An LOI is a non-binding agreement that outlines the intent to work toward a deal without obligating either party to finalize a deal. The LOI provides an overview of how the transaction will be structured and a target close date. While most of the agreement is non-binding, there are binding components, most notably a commitment of exclusivity. For a defined period, both parties agree to negotiate only with each other. This gives the buyer confidence to invest time and resources in due diligence without competing bids and gives the seller comfort that the buyer is serious.

While every LOI is unique, most contain a common set of terms that set the tone for negotiations and define how both sides will proceed. Here’s a breakdown of the main components:

1. Transaction Structure: Asset Purchase vs.

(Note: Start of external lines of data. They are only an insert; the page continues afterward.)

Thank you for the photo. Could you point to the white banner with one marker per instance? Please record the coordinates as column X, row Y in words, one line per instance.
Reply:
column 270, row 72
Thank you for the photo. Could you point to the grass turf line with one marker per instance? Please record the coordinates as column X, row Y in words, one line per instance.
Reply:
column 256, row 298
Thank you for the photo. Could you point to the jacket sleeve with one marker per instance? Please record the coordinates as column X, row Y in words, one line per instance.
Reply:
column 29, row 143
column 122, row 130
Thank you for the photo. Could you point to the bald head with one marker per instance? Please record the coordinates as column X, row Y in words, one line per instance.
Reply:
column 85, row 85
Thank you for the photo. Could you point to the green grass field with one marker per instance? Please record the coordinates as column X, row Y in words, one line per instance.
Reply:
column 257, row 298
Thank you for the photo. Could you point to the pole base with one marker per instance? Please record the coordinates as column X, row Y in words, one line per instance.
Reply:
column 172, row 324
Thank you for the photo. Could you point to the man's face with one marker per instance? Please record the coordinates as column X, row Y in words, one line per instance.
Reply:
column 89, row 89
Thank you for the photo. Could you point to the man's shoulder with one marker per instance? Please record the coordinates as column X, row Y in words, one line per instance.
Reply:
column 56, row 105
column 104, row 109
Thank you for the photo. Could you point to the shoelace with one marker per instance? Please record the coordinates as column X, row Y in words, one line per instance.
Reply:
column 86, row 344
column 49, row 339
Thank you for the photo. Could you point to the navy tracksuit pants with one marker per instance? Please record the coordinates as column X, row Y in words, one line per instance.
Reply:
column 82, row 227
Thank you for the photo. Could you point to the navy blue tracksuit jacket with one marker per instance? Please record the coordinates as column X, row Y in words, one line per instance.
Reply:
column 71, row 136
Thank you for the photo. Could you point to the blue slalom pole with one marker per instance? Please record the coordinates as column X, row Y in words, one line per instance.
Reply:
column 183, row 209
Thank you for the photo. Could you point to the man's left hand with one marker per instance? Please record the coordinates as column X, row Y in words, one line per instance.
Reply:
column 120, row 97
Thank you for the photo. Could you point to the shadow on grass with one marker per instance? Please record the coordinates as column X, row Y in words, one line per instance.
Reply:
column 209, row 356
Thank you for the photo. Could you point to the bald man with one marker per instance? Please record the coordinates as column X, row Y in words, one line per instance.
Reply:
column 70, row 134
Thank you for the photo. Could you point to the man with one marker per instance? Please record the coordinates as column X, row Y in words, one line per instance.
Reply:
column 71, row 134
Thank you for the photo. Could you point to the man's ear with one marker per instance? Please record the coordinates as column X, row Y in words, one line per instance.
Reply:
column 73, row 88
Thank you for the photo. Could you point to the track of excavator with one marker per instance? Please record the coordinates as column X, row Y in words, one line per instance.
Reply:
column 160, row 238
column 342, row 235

Share Purchase

The LOI outlines how the overall transaction will be structured. In most cases, a deal is structured as either an asset purchase deal or a share purchase. The main difference being:

  • In the case of an asset purchase, the buyer acquires specific assets and assumes selected liabilities. In most wealth management transactions, the asset would be the client list, goodwill, intellectual property and all associated revenues. This is usually the simplest and cleanest way to structure a deal. From the buyer’s perspective, this gives them more control over what they buy without taking on any unnecessary liabilities.
  • With a share purchase, the buyer acquires the entire corporate entity, including all past, present and future liabilities including unknown ones that could arise from tax audits, legal disputes or compliance issues. To mitigate risk, the buyer will typically require a robust list of representations, warranties and indemnities to be included in the final agreement. More complicated, yes, but selling the shares of a qualified small business corporation can be advantageous for the seller provided they meet the requirements for the lifetime capital gains exemption (LCGE).

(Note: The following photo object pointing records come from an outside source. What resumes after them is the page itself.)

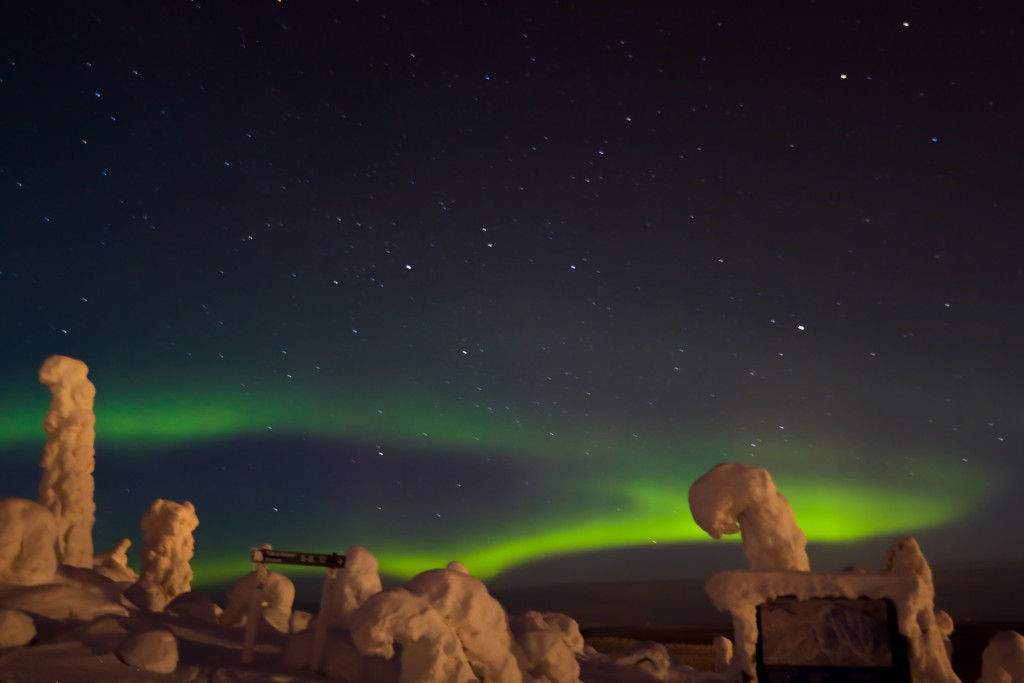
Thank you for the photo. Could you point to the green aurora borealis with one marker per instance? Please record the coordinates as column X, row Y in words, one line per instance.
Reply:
column 640, row 503
column 497, row 282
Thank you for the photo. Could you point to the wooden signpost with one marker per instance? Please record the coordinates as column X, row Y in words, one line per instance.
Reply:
column 263, row 556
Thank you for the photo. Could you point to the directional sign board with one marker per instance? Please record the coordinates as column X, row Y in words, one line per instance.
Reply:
column 331, row 561
column 830, row 639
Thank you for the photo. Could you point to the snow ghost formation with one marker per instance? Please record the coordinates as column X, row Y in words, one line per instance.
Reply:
column 430, row 649
column 168, row 545
column 731, row 498
column 275, row 604
column 28, row 543
column 927, row 629
column 549, row 646
column 69, row 459
column 477, row 619
column 352, row 587
column 1003, row 660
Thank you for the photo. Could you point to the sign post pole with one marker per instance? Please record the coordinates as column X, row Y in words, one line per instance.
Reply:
column 320, row 637
column 264, row 556
column 252, row 621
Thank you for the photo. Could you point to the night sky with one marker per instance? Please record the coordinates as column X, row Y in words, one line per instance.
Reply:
column 497, row 282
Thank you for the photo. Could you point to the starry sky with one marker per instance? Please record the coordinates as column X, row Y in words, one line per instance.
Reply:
column 497, row 281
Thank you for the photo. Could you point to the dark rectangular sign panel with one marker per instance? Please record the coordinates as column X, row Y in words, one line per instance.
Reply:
column 263, row 556
column 829, row 640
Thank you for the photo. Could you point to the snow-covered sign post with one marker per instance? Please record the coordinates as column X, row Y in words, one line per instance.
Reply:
column 800, row 609
column 263, row 556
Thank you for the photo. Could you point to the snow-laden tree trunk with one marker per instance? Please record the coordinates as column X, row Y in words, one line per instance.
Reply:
column 69, row 459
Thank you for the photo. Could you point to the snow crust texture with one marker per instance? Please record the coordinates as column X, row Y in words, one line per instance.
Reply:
column 28, row 543
column 155, row 651
column 431, row 651
column 352, row 587
column 738, row 499
column 16, row 628
column 169, row 546
column 549, row 654
column 478, row 621
column 275, row 601
column 69, row 459
column 906, row 581
column 1003, row 660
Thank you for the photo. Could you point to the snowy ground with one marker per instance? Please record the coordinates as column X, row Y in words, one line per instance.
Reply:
column 82, row 629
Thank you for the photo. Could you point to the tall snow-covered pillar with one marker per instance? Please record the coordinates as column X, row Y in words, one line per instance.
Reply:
column 69, row 459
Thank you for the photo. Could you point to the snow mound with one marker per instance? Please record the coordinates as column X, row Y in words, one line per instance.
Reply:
column 28, row 543
column 275, row 603
column 352, row 586
column 1003, row 660
column 168, row 542
column 906, row 582
column 548, row 655
column 738, row 499
column 195, row 605
column 60, row 601
column 477, row 619
column 156, row 651
column 16, row 628
column 431, row 651
column 650, row 656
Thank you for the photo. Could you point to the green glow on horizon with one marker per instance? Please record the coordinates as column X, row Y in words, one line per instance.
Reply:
column 839, row 506
column 825, row 515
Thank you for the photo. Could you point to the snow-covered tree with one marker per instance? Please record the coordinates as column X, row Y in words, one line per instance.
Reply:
column 738, row 499
column 69, row 459
column 168, row 547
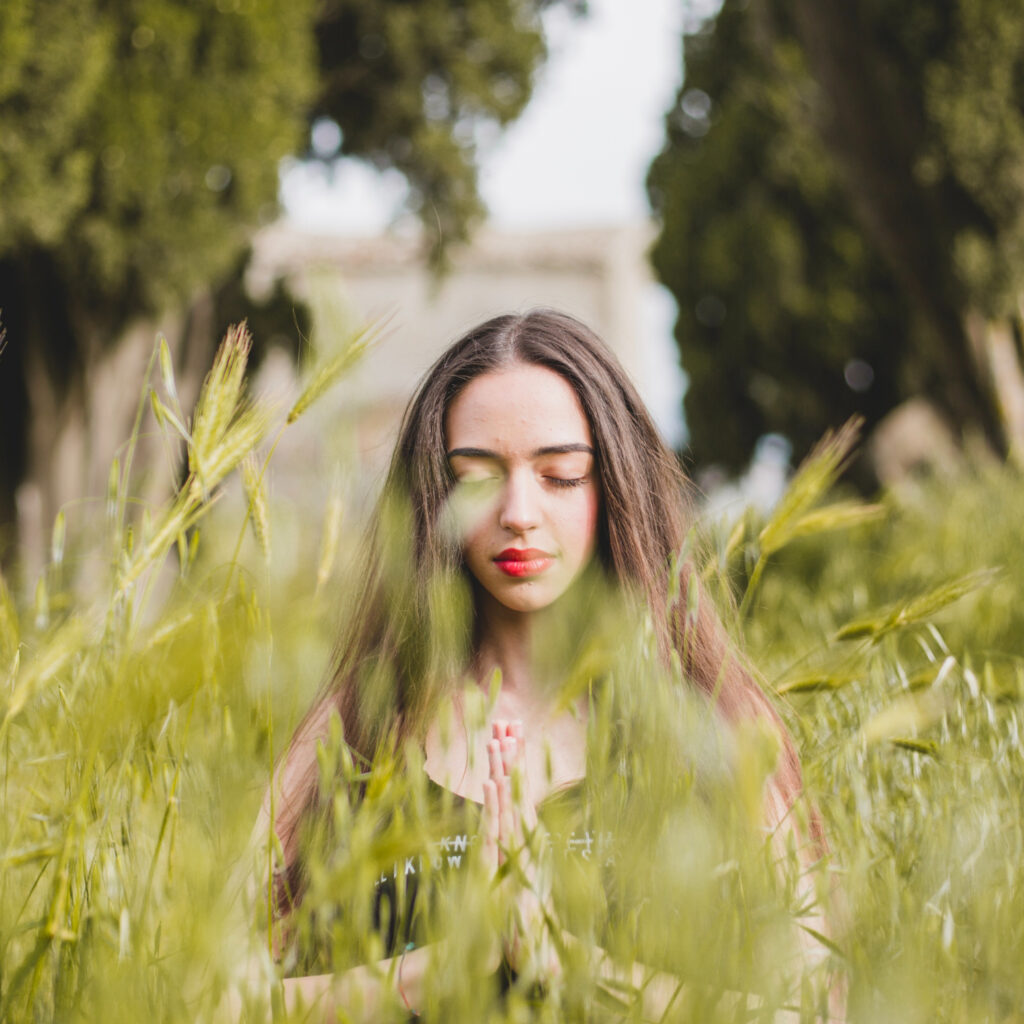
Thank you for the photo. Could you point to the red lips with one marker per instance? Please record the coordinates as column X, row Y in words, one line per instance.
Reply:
column 523, row 561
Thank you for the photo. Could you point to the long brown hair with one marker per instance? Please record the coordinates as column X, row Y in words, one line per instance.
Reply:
column 403, row 646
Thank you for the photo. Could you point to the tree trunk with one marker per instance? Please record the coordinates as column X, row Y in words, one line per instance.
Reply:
column 69, row 400
column 872, row 126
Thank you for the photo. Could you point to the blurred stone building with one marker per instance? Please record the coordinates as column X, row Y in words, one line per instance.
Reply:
column 600, row 275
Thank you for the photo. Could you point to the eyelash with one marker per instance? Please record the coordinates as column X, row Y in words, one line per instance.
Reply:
column 555, row 481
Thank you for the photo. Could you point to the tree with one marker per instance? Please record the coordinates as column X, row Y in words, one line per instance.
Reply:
column 139, row 143
column 840, row 196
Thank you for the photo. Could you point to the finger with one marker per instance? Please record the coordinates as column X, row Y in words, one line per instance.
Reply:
column 509, row 754
column 496, row 767
column 506, row 814
column 491, row 824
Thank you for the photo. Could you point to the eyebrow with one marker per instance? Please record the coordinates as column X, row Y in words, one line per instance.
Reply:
column 536, row 454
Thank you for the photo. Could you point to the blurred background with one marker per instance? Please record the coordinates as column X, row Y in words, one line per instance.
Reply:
column 779, row 215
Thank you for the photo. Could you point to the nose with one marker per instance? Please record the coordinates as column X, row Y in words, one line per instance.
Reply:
column 519, row 509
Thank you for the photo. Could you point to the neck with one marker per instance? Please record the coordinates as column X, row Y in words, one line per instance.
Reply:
column 518, row 644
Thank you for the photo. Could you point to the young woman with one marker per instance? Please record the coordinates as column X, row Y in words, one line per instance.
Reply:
column 528, row 494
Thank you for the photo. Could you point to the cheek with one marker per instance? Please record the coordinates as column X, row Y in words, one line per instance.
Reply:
column 591, row 511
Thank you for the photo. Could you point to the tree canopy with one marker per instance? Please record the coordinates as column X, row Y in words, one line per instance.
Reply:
column 139, row 147
column 840, row 194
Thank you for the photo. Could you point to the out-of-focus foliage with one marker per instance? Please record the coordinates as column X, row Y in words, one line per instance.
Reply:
column 412, row 85
column 140, row 144
column 137, row 735
column 841, row 201
column 139, row 148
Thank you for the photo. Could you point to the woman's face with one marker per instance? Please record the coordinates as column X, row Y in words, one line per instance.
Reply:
column 527, row 496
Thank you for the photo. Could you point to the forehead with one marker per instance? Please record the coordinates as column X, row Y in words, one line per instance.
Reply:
column 514, row 410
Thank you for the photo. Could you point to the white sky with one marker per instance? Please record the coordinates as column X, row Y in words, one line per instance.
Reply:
column 577, row 157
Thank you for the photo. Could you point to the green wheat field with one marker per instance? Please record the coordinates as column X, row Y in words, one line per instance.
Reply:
column 142, row 710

2. Purchase Price and Structure

An LOI typically provides a headline purchase price or formula for the deal which is expressed as a multiple of revenue or EBITDA. It will also outline how the total proceeds will be paid to the seller. Some of the considerations will include:

  • Proceeds payable at close vs. deferred payments: In most cases, the bulk of the proceeds will be paid up front. This is usually somewhere between 50 to 80%. The remaining balance is then paid after a defined period (e.g. 12 months after close) provided certain conditions are met. The deferred payment can be a measure of revenue retention, organic growth rate, EBITDA, or some combination of these. The LOI will sometimes include an appendix detailing the factors required to receive some or all the deferred payment amount.
  • Cash vs. Equity: In many cases the acquiring firm will provide the seller with equity as a portion of the total deal proceeds. There is a benefit for both the buyer and seller to have equity form part of the total proceeds. The seller gets the opportunity to participate in future growth of their new firm. Providing equity means less cash to pay out for the buyer and shows that the seller has “skin in the game” and wants to help grow the company after joining.
  • Revenue or EBITDA Multiple: The total proceeds are calculated by using a multiple of revenue or EBITDA. This multiple will typically be used to determine the final amount owing at closing.

The purchase price included in the deal is the best estimate of total proceeds based on the initial pro forma financial analysis. Through the due diligence period, the final amount will be updated using more recent financials and after factoring in all relevant expense and revenue adjustments.

3. Conditions of Closing

The LOI will list key items that must be satisfied before the deal can close, such as:

  • The seller confirms that they have exclusive solicitation rights for the client list that is being considered in the transaction.
  • After close there may be a requirement for team members to enter signed employment agreements.
  • Seller will be required to provide detailed financial statements for the past three to five years.
  • Full disclosure of all material contracts, liabilities, and obligations.
  • Details of regulatory approvals, where applicable.

4. Confidentiality

LOIs typically reaffirm confidentiality obligations already in place, often from a prior non-disclosure agreement (NDA). Both sides agree to keep deal terms, negotiations, and sensitive business information private regardless of the outcome.

5. Legal Costs

Each party is responsible for its own legal costs. This ensures neither side is burdened with the other’s professional fees if the deal does not proceed.

While the LOI is not the final agreement, it is more than just a “letter of good intentions.” It sets the blueprint for the deal, frames the key points, and creates the conditions under which both sides will work toward a successful close. A well-drafted LOI reduces surprises later.